Shayne put gentle pressure on his chest and said, “Listen, Tim, while I give it to you straight. Betty killed Bert because at the last moment he decided to do the right thing and turn his story in to the Tribune. She had been needling him into the blackmail scheme and she became frantic when she saw that money slipping away. So she shot him. Just like that. Through the back of the head with your target pistol. Then she calmly called Mr. Big and demanded twenty-five grand mailed to her care of General Delivery at ten o’clock this morning. Then she took a batch of sleeping-tablets and passed out. That’s the way you found her when you got to her house a little after midnight, wasn’t it? In bed, passed out cold? And you found Bert Jackson murdered with your gun. How did she get your gun, Tim?”
Sweat stood out on his face. Half of what he was saying was pure guesswork, but he drove the points home and hoped he wasn’t blundering.
Timothy Rourke closed his eyes, and a spasm of pain twisted his cadaverous features. “Is that-the truth, Mike? About the money?” His voice was faint, wavering.
“I swear it’s the truth, Tim,” Shayne told him, bending closer, his voice tense. “Tell me, how did she get hold of your gun?”
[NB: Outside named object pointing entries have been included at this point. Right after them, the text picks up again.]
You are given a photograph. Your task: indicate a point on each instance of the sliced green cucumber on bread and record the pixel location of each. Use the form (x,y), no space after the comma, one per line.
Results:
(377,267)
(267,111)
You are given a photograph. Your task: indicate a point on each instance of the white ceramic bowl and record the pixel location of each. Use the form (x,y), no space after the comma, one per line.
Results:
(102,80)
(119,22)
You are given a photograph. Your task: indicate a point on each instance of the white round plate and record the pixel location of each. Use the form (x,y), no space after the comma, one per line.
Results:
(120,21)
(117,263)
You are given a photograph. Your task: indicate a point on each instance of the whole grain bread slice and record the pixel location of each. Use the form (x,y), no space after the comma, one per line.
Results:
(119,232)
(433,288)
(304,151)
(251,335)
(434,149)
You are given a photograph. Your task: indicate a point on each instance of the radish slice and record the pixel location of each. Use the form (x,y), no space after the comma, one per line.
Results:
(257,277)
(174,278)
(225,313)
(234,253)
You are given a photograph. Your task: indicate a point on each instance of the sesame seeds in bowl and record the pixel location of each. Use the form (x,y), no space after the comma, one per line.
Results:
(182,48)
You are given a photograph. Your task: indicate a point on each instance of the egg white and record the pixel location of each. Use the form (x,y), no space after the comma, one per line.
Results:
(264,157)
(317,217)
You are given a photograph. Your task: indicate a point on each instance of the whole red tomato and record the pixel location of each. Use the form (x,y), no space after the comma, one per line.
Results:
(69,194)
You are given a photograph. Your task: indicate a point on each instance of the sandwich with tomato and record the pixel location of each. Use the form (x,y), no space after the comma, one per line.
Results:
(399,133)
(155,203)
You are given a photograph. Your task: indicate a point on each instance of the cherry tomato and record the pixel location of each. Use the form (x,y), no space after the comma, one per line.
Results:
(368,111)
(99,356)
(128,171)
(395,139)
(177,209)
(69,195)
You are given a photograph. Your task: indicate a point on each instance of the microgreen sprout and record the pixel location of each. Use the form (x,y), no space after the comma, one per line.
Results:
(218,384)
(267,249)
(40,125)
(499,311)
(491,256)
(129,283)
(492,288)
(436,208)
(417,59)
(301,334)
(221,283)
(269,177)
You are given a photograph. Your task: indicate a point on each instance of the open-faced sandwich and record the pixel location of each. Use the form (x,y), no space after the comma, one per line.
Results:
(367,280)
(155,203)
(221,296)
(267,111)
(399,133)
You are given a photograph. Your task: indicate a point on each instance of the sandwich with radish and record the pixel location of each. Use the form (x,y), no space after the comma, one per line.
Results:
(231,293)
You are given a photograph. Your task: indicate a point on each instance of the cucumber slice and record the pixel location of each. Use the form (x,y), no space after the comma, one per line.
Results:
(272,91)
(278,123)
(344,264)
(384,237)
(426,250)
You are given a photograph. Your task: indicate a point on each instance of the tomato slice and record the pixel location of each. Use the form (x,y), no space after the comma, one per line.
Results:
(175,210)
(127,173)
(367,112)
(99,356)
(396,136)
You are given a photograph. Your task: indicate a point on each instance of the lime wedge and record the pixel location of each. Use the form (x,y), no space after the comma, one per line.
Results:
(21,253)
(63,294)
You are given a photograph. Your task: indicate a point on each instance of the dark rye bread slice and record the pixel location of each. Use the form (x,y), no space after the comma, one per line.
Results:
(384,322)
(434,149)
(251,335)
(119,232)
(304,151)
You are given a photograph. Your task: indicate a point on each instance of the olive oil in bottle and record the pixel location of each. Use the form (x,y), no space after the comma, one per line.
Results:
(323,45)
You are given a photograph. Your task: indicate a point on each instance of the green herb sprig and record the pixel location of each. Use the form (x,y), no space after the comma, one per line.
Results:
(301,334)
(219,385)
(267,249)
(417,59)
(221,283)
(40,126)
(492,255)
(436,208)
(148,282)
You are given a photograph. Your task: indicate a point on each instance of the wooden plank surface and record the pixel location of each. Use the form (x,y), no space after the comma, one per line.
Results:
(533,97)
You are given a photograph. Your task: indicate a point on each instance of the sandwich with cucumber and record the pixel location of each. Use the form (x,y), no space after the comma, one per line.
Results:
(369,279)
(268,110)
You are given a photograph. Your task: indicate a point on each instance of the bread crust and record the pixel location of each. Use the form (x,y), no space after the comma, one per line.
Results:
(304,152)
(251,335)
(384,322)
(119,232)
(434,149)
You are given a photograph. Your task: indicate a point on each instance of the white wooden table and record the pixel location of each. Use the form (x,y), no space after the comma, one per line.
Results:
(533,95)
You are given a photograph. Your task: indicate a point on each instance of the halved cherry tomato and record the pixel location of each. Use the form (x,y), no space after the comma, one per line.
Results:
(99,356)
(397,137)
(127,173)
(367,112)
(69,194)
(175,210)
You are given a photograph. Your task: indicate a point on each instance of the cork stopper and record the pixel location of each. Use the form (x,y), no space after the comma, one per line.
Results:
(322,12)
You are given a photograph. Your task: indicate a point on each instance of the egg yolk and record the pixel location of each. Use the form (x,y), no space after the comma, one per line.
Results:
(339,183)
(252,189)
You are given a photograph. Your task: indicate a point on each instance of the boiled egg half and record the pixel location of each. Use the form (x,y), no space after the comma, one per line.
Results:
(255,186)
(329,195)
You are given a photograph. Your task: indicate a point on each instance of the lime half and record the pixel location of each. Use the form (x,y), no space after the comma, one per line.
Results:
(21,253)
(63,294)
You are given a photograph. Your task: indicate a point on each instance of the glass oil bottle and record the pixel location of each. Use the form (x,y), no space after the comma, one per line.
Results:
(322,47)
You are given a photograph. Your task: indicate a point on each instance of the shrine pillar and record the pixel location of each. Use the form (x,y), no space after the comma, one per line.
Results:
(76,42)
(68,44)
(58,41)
“I–I loaned it to her. A week ago.” Rourke opened his eyes slowly. For a moment he appeared to study the taped ear and the puffed left side of Shayne’s face, and the deeply trenched right side, a familiar sight, and the only thing in the world that made sense to him at the moment. His lips twisted in a slow smile intended to show bitterness, but succeeded only in being pitiable. “The gun-was to protect her from Bert-if he got abusive,” he said. “When I-stumbled over his body-on the front porch and went inside and found Betty-passed out in her bed-I thought-”
“That she and Bert had had an argument over you?” supplied Shayne. “And you felt guilty and partly responsible, so you carried his dead body out to your car and stuck him inside, getting blood on your seat cushion in the process, and drove away and ditched him by the side of the road. You hoped to take suspicion off Betty and make it appear he was killed by the man he was planning to blackmail. That’s the way it happened, isn’t it?”
“That’s-right-Mike.” Rourke’s eyes were glazing, and he tried to moisten his dry lips with a dry tongue. “What-happened to me-after I passed out?”
“How much do you remember, Tim?” Shayne asked anxiously, glancing aside at Gentry’s beefy face and seeing his pudgy hand firmly holding the young intern back from the patient.
“Not-much,” Rourke answered thickly. “I was drinking Ned’s liquor. I knew I was getting tight, but I-started to write a story on Bert Jackson-and that’s all-I remember. I blacked out. You know how it hits me, Mike. Like I-feel now-” His voice trailed off, and he closed his eyes.